Of course, Tim Cook is now Apple’s CEO, half the world has watched Cowspiracy and the Impossible Burger is as much of a Californian staple as sunshine, surfers and forest fires. Still, the $2 trillion tech giant’s philosophy of striving to do better by the planet remains unchanged and its ambitions are, as insiders would term it, “relentlessly optimistic”.

In the past decade, Apple has transitioned its facilities to run entirely on renewable energy. In the past year, all of the iPhone, iPad, Mac and Apple Watch devices it released have been partly made with recycled materials. These moves have won approval from the likes of Greenpeace, but Apple has always suggested that was never the endgame. “We set really big goals for ourselves,” explains Lisa Jackson, Apple’s vice president of environment, policy and social initiatives. “At one point we were even calling them crazy questions.”

Those crazy questions led to a major announcement in July – one that Greenpeace said “shows what’s possible for tech brands and could lead to a mindset shift” for the industry. Having already achieved carbon-neutral status for everything it directly controls – its own stores, offices and other corporate operations – Apple is now going one step further. It is promising to do the much more difficult thing of tackling all of the other emissions associated with its activities, which are almost entirely produced by sources it doesn’t directly control such as suppliers and users. And Apple has set itself a challenging deadline. The ambition is to make its entire business, including manufacturing supply chain and product life cycle, carbon neutral by 2030. “Every Apple device sold will have net-zero climate impact,” Apple said in its statement. As such, it is the biggest company by market cap so far to tackle the climate crisis head on by promising to negate its carbon footprint in the space of a decade.

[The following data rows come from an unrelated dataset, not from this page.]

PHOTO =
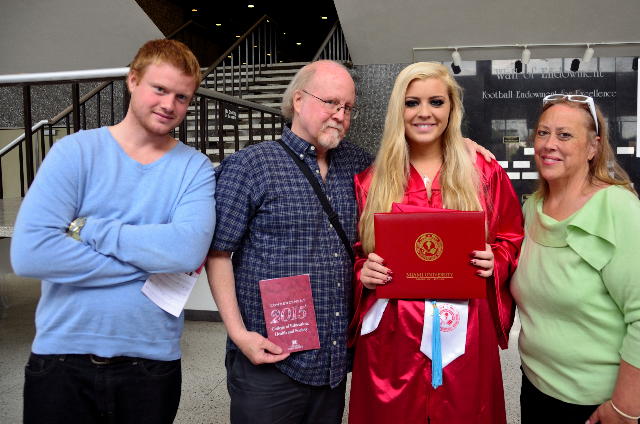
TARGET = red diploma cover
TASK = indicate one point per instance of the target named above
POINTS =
(289, 314)
(429, 254)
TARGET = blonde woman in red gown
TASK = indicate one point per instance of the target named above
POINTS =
(423, 162)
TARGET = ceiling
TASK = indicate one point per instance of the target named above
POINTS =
(383, 31)
(298, 22)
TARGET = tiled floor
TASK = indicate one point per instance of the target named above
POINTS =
(204, 394)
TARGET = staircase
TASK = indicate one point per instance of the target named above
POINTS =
(267, 89)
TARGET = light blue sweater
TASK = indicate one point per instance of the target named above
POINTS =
(141, 219)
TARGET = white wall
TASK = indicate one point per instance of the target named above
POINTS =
(44, 36)
(383, 31)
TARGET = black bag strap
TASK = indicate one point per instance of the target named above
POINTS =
(333, 216)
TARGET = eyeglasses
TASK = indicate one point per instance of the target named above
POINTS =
(577, 98)
(334, 106)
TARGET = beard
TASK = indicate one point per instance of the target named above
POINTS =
(331, 135)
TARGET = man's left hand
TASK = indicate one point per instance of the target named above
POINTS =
(605, 414)
(473, 148)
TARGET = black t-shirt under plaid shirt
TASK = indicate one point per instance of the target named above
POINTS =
(270, 217)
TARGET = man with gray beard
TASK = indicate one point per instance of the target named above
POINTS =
(272, 221)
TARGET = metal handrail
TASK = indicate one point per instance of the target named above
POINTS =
(6, 149)
(212, 94)
(239, 41)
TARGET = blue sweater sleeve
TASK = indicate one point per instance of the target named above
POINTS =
(40, 247)
(177, 246)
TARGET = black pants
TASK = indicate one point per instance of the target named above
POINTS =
(539, 408)
(261, 394)
(85, 389)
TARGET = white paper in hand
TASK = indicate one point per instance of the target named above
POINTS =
(171, 291)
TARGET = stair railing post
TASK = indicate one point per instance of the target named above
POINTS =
(75, 101)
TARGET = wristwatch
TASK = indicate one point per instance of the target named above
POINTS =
(75, 227)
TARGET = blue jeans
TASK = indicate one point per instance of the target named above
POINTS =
(88, 389)
(262, 394)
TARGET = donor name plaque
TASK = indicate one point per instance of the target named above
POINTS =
(429, 254)
(289, 314)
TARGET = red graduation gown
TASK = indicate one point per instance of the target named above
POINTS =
(391, 381)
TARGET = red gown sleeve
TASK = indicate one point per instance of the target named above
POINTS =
(362, 297)
(505, 235)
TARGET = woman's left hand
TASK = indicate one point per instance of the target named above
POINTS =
(605, 414)
(483, 259)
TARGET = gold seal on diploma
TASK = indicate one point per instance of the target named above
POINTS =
(429, 247)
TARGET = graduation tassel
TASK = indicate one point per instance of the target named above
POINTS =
(436, 349)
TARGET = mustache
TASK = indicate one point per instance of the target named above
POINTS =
(336, 126)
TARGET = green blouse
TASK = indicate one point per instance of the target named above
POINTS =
(577, 287)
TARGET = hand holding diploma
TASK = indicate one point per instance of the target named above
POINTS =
(484, 261)
(258, 349)
(374, 273)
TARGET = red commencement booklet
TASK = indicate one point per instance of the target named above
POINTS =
(289, 314)
(429, 253)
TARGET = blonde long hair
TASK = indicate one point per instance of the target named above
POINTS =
(603, 166)
(459, 179)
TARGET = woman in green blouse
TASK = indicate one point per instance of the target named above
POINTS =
(577, 285)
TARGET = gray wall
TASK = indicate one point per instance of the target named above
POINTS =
(383, 31)
(61, 35)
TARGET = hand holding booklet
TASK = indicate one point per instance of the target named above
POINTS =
(289, 314)
(428, 251)
(171, 291)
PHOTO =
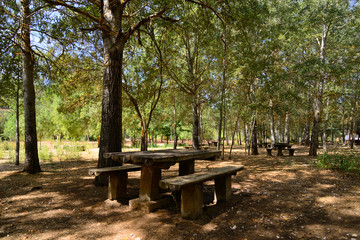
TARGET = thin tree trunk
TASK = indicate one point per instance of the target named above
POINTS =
(246, 135)
(233, 136)
(287, 132)
(196, 125)
(144, 143)
(325, 125)
(111, 116)
(254, 149)
(272, 126)
(17, 148)
(316, 126)
(223, 139)
(32, 164)
(175, 123)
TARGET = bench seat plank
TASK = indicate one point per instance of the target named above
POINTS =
(118, 176)
(114, 170)
(180, 182)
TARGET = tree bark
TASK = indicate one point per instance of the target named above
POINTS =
(246, 135)
(287, 131)
(175, 123)
(196, 124)
(254, 149)
(32, 164)
(272, 128)
(325, 124)
(316, 126)
(17, 148)
(233, 136)
(111, 115)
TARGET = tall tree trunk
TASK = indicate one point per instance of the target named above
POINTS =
(196, 124)
(246, 135)
(319, 86)
(233, 136)
(325, 124)
(175, 123)
(254, 149)
(32, 164)
(201, 130)
(316, 127)
(238, 133)
(272, 126)
(223, 139)
(287, 132)
(17, 148)
(306, 134)
(278, 131)
(111, 116)
(144, 142)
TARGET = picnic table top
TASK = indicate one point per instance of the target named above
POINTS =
(282, 145)
(166, 156)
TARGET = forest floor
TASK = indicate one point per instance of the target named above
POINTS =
(273, 198)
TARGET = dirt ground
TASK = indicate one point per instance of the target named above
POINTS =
(273, 198)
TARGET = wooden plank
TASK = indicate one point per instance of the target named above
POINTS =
(114, 170)
(179, 182)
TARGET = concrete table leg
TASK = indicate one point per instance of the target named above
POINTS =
(117, 186)
(186, 167)
(192, 201)
(222, 189)
(149, 183)
(280, 152)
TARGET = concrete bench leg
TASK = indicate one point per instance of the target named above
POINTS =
(149, 183)
(186, 167)
(117, 186)
(291, 152)
(222, 189)
(269, 152)
(192, 201)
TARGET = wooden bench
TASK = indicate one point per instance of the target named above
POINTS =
(268, 150)
(291, 151)
(191, 187)
(118, 176)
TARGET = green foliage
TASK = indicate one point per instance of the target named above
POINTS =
(343, 162)
(45, 154)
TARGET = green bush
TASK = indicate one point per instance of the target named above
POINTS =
(342, 162)
(45, 154)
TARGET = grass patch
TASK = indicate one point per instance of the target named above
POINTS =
(342, 162)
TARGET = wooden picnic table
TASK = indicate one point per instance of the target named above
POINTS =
(153, 161)
(280, 147)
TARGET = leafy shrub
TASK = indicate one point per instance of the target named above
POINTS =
(342, 162)
(45, 154)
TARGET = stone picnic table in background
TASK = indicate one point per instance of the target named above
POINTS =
(151, 164)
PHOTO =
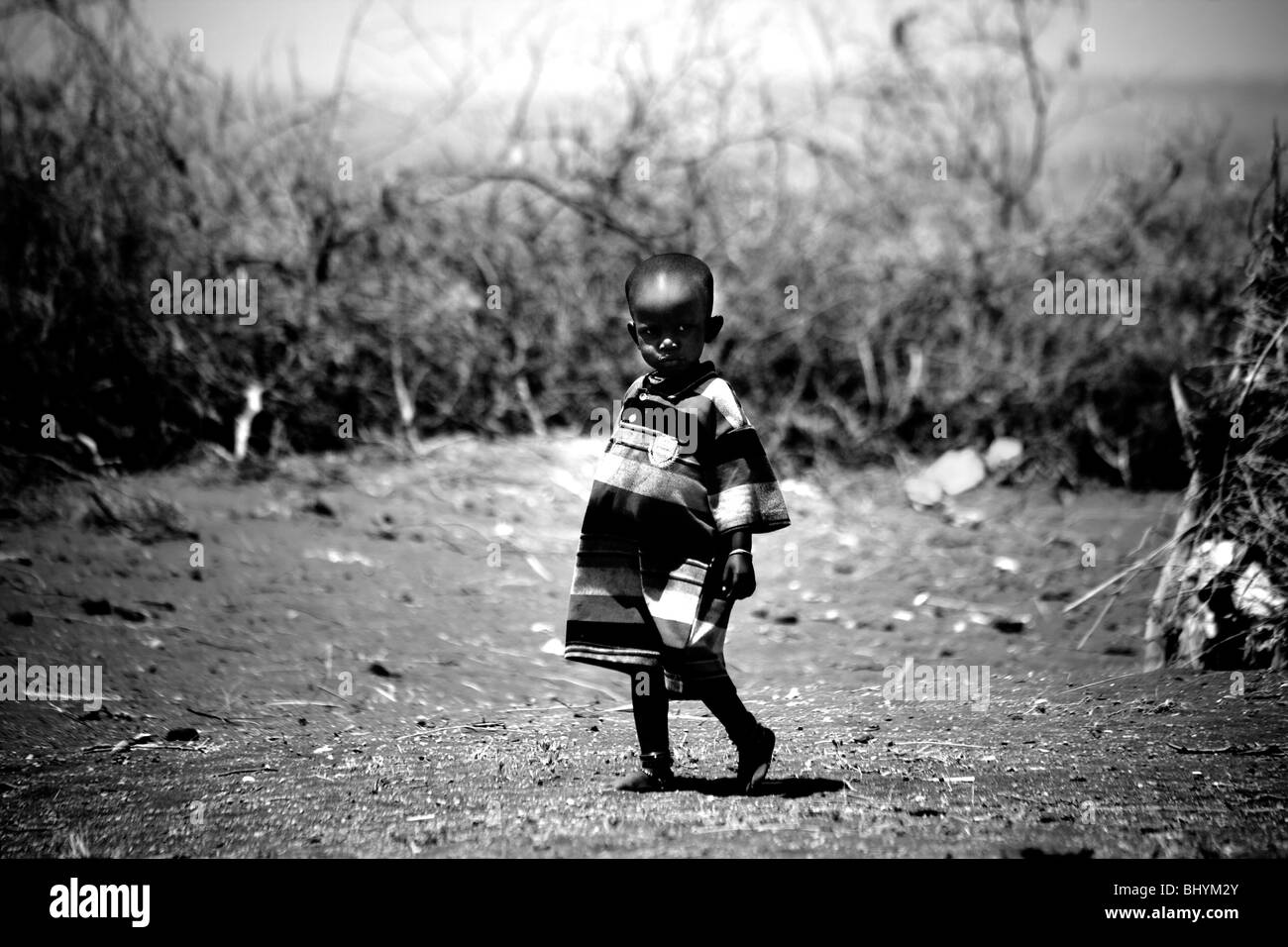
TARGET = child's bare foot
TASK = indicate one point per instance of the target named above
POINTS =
(755, 757)
(653, 776)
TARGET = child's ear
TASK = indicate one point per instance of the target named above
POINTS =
(713, 325)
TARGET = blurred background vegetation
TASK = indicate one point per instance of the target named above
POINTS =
(472, 282)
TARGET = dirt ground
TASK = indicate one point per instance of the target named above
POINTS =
(370, 659)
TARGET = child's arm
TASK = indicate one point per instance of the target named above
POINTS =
(739, 577)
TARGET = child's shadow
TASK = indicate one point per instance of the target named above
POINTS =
(787, 788)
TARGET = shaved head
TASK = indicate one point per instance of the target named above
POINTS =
(670, 278)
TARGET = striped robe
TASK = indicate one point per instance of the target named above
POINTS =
(683, 470)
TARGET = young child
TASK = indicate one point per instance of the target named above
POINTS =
(666, 541)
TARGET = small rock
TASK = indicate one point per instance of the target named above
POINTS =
(321, 508)
(95, 605)
(1003, 454)
(1013, 625)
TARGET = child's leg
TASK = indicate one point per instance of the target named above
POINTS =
(755, 742)
(649, 703)
(730, 711)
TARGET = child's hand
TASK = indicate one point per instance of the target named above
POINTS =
(738, 579)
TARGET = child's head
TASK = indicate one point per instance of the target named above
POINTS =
(670, 298)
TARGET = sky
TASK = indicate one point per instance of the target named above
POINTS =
(1134, 39)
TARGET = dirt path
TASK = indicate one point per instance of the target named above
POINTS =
(368, 656)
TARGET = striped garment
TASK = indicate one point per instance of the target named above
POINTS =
(683, 470)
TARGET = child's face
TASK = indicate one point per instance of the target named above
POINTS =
(670, 326)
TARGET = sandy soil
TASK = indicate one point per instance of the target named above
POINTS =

When Cook unveils the iPhone 12 to an empty arena in Cupertino, California, in the next few weeks, it is therefore sure to be its most ecofriendly smartphone ever. If history is a guide, this will largely go unmentioned compared to the usual cocktail of redesigned hardware, customer satisfaction scores and perhaps “one more thing” to send the tech press into a tizz. Make no mistake, for a company that sold a reported $142 billion worth of iPhones last year, this is the work that we ought to be scrutinising most carefully right now.

But the question is: faced with a crisis as severe as climate change, does even Apple’s ambition go far enough?

To outsiders, it’s tough to gauge a company’s environmental chops. Partly that’s because the science is arcane (it’s hard to get a handle on the significance of an iPhone using 100 per cent recycled tin in its logic board solder), but mostly it’s because we’ve grown jaded about greenwashing. Every big company, from BP to Starbucks, is falling over itself to proclaim its supposedly green credentials. Hell, even Heathrow Airport has pledged to go carbon neutral by the mid 2030s... excluding all the emissions from its 1,300 daily flights.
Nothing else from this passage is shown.